After the hour-long briefing, the president addressed the troops. “I just received a briefing from General Austin and met with your commanders, met with representatives from more than 40 nations,” he said. “It is a true team effort here at MacDill.” 
 
But at the time, CENTCOM’s intelligence operation was anything but unified.
 
Critical assessments of the Iraqi security forces were regularly being altered by top intelligence brass. Words like “slow,” “stalled,” and “retreat” were changed to “deliberate” and “relocated.” This had the effect of painting a rosier picture in final reports delivered to General Austin and his staff. 

But it didn’t stop there. In one instance, CENTCOM’s director of intelligence, Major General Steven R. Grove, blocked a negative assessment of Iraq’s military from the President’s Daily Brief, a top secret intelligence summary viewed only by the president and his closest advisers.

CBS News

On Feb.19, 2015, the Pentagon’s defense intelligence agency concluded Iraqi security forces wouldn’t be ready to retake Mosul, Iraq’s second largest city, before the end of the year. In Tampa, CENTCOM’s Iraq analysts agreed. 

But according to sources, General Grove ordered the assessment kept out of the president’s brief until after his boss, General Austin, testified to Congress about the Iraqis’ progress. In that testimony, Austin made the case for an additional $715 million for the program.

CENTCOM under fire after reports of altered intelligence

To stall the negative assessment from getting to the president, CENTCOM senior staff asked for revisions, and on March 3rd, 2015 Austin told Congress the train and equip strategy was working -- and that ISIS was on the run.

“ISIL is losing this fight,” he said. “We’re about where we said that we would be in the execution of our military campaign plan.”

Last Fall, after the Pentagon began its investigation into allegations of intelligence manipulation, President Obama laid out his expectation that intelligence never be distorted.

“We can’t make good policy unless we have good, accurate, clear-eyed, hard-headed intelligence,” he said.

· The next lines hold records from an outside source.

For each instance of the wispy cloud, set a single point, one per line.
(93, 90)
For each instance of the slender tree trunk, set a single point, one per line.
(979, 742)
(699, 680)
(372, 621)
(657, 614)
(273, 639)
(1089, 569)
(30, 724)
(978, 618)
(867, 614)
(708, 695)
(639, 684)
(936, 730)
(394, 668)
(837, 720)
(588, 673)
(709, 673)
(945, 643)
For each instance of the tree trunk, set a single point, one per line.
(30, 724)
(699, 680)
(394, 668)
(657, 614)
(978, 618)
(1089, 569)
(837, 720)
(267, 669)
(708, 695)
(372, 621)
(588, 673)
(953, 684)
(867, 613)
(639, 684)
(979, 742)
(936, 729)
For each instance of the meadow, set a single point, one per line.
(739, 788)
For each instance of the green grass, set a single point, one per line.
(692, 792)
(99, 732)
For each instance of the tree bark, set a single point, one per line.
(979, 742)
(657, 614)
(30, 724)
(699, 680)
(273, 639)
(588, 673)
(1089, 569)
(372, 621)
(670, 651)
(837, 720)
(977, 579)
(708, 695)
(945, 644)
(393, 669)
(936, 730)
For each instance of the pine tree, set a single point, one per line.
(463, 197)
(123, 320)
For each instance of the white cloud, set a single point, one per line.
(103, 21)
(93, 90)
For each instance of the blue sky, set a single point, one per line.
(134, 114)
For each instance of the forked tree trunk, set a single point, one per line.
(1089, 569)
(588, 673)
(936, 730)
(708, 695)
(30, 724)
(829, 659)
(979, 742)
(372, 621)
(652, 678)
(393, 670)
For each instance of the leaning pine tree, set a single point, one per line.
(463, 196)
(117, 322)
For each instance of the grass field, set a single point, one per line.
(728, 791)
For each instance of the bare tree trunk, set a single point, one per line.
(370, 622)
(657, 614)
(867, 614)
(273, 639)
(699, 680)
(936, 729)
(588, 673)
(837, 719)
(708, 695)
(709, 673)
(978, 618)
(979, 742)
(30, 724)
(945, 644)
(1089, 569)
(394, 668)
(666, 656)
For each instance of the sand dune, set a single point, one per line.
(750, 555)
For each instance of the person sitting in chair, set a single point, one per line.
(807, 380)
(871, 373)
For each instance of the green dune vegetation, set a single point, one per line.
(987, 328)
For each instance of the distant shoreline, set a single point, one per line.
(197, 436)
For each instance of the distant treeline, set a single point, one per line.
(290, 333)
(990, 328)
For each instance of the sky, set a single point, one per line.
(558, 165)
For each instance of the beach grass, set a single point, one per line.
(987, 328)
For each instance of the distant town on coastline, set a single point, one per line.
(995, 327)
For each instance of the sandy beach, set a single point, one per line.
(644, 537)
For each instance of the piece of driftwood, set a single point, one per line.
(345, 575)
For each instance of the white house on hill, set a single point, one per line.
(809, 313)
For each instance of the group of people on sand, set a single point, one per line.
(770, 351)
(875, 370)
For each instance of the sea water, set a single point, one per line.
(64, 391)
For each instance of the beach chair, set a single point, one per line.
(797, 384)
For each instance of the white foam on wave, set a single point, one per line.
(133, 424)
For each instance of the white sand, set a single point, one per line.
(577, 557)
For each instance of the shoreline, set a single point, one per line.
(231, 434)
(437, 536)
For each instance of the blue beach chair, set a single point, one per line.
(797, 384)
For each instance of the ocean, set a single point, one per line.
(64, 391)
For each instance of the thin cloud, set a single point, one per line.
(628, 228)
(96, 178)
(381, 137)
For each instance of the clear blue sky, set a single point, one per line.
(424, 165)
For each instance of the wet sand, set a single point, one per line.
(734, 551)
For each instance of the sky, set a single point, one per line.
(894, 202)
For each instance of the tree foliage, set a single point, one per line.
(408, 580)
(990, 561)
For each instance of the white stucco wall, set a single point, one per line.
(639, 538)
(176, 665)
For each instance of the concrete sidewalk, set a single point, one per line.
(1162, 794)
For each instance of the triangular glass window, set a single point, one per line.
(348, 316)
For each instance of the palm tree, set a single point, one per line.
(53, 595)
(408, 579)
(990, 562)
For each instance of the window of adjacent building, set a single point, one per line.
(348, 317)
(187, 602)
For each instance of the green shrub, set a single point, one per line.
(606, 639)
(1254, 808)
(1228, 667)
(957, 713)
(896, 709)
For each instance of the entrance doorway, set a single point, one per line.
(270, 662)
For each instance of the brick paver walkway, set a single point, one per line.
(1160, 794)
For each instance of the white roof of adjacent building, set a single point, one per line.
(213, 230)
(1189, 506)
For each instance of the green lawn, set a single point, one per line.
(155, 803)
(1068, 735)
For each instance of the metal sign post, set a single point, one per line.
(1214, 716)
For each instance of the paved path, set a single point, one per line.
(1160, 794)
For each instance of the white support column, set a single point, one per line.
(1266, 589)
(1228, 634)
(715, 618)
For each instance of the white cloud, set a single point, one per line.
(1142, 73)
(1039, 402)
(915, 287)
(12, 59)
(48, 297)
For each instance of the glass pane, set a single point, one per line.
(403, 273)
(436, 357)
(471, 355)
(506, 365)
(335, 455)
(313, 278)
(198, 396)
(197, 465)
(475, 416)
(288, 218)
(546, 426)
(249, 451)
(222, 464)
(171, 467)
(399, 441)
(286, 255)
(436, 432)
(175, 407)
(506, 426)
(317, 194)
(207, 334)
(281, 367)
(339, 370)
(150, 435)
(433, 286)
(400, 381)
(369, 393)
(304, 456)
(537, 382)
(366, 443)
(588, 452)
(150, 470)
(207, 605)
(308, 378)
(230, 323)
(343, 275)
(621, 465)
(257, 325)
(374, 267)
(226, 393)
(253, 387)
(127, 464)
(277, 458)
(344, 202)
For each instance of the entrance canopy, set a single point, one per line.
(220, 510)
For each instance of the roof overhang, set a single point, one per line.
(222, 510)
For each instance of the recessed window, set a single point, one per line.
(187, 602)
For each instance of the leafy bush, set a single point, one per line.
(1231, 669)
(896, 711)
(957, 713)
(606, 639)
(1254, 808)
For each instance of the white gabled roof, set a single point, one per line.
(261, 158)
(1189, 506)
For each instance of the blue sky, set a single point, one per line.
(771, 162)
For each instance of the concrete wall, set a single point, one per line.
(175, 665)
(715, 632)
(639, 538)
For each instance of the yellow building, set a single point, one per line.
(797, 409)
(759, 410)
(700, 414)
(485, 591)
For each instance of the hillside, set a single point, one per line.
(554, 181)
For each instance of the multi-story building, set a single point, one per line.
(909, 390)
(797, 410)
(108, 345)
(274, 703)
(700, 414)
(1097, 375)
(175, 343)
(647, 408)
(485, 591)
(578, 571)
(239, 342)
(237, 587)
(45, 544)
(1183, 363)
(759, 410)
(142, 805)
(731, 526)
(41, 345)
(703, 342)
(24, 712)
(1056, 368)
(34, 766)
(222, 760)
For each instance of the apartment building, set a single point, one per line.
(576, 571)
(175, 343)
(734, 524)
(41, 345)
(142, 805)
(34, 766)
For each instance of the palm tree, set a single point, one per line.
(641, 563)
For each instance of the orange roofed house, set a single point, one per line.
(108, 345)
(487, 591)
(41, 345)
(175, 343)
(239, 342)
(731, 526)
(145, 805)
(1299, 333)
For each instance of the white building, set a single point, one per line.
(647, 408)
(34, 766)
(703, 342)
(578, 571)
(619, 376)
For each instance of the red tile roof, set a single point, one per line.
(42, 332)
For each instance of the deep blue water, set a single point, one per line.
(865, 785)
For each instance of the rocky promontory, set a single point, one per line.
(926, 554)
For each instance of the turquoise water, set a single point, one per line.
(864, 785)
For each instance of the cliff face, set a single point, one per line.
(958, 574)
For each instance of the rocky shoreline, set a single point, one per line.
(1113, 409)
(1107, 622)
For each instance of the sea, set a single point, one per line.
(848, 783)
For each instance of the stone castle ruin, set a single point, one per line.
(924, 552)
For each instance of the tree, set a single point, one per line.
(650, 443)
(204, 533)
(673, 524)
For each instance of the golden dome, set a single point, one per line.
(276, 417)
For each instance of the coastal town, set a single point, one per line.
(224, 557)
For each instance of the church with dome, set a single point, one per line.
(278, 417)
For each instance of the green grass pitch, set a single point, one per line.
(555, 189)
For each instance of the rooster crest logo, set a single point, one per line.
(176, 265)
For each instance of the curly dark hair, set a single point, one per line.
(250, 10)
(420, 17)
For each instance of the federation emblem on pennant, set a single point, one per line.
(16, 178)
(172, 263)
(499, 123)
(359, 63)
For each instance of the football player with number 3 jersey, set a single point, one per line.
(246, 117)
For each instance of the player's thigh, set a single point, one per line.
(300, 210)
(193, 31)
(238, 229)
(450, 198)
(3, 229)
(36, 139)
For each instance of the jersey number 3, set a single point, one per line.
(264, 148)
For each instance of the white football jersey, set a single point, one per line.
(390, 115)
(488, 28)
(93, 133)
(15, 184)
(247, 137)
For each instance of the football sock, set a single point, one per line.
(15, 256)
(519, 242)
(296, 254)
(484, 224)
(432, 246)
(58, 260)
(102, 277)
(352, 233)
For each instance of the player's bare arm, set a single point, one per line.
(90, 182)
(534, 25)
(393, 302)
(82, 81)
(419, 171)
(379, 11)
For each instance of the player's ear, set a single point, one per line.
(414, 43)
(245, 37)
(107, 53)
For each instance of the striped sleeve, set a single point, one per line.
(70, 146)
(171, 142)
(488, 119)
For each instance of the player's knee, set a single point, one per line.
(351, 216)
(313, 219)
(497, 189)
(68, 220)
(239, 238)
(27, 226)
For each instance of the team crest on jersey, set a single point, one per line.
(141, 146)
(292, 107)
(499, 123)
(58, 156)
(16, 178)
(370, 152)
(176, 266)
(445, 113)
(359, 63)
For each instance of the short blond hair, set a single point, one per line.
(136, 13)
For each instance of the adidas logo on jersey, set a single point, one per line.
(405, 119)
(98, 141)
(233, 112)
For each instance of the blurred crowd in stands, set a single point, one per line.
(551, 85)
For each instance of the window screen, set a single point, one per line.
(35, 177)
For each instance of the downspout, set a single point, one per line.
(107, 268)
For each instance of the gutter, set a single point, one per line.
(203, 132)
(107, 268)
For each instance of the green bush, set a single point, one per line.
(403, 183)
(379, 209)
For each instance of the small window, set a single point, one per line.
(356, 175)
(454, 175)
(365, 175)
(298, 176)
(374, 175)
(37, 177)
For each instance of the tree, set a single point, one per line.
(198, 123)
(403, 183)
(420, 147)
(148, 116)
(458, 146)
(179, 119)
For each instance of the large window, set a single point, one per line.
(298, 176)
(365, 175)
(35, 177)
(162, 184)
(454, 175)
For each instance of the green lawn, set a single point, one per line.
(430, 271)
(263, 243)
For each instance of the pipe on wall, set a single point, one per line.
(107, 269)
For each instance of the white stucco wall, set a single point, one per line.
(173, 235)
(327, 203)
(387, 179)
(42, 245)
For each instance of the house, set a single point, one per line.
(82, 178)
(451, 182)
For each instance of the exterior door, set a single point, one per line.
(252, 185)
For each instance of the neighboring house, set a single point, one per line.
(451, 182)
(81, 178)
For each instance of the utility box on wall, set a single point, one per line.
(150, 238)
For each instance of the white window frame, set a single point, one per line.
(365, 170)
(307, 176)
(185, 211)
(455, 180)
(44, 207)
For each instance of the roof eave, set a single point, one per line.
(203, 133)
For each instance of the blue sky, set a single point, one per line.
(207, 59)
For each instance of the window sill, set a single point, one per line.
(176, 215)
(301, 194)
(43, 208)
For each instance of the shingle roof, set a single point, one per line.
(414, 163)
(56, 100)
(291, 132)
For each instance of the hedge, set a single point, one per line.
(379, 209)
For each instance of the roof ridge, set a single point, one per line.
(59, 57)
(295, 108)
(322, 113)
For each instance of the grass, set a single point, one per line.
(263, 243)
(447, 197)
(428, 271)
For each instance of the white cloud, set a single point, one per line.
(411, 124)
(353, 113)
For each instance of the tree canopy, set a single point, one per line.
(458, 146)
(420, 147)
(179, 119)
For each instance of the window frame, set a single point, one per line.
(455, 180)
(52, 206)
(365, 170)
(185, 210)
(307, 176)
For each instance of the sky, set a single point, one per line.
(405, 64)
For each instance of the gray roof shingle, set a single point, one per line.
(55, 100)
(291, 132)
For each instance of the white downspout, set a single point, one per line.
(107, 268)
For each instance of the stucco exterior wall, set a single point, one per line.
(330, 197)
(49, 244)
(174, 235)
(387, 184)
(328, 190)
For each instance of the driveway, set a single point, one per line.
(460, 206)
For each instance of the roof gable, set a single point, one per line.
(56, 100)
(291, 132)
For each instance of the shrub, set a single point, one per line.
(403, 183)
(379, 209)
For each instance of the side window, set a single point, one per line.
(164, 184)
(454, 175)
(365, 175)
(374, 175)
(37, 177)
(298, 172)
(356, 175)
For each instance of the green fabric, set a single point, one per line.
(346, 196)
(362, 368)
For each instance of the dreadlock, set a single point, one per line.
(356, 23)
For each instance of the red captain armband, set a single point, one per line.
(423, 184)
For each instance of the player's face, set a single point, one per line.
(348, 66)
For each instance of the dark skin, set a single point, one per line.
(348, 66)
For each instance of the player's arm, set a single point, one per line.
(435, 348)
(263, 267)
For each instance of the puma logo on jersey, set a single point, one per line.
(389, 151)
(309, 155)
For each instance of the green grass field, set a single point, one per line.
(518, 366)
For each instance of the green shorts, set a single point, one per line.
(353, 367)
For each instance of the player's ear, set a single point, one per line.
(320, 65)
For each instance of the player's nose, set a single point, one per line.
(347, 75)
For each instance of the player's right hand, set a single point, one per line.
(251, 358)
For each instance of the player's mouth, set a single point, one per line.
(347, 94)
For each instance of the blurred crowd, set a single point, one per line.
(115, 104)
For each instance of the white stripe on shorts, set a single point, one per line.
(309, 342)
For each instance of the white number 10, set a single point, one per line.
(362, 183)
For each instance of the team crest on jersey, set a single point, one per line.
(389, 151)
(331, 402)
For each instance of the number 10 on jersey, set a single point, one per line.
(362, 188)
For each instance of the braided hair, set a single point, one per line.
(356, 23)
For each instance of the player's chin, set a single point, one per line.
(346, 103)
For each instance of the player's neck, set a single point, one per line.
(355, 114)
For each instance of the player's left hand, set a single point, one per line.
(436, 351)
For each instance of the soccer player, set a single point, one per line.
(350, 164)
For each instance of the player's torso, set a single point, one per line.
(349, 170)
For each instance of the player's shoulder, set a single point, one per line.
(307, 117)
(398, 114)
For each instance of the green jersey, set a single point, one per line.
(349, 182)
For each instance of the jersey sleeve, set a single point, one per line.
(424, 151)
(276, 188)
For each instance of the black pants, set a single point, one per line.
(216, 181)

General Austin retired earlier this year as CENTCOM commander, but gave this statement to CBS News:

“As a senior military commander, I always made it very clear that I expected transparent and unvarnished intelligence assessments.  Those assessments represent one important aspect of what are a number of factors used by leadership to understand the situation on the ground and make appropriate decisions regarding operations and application of available resources.  I did not in this instance, specific to the capability of the Iraqi Security Forces in 2015, nor any other instance direct any member of the CENTCOM staff to adjust intelligence products or delay their delivery, nor would I have tolerated such actions.”  

General Grove declined to comment. He was rotated out of his position as CENTCOM intelligence director this past May. The inspector general’s investigation is ongoing.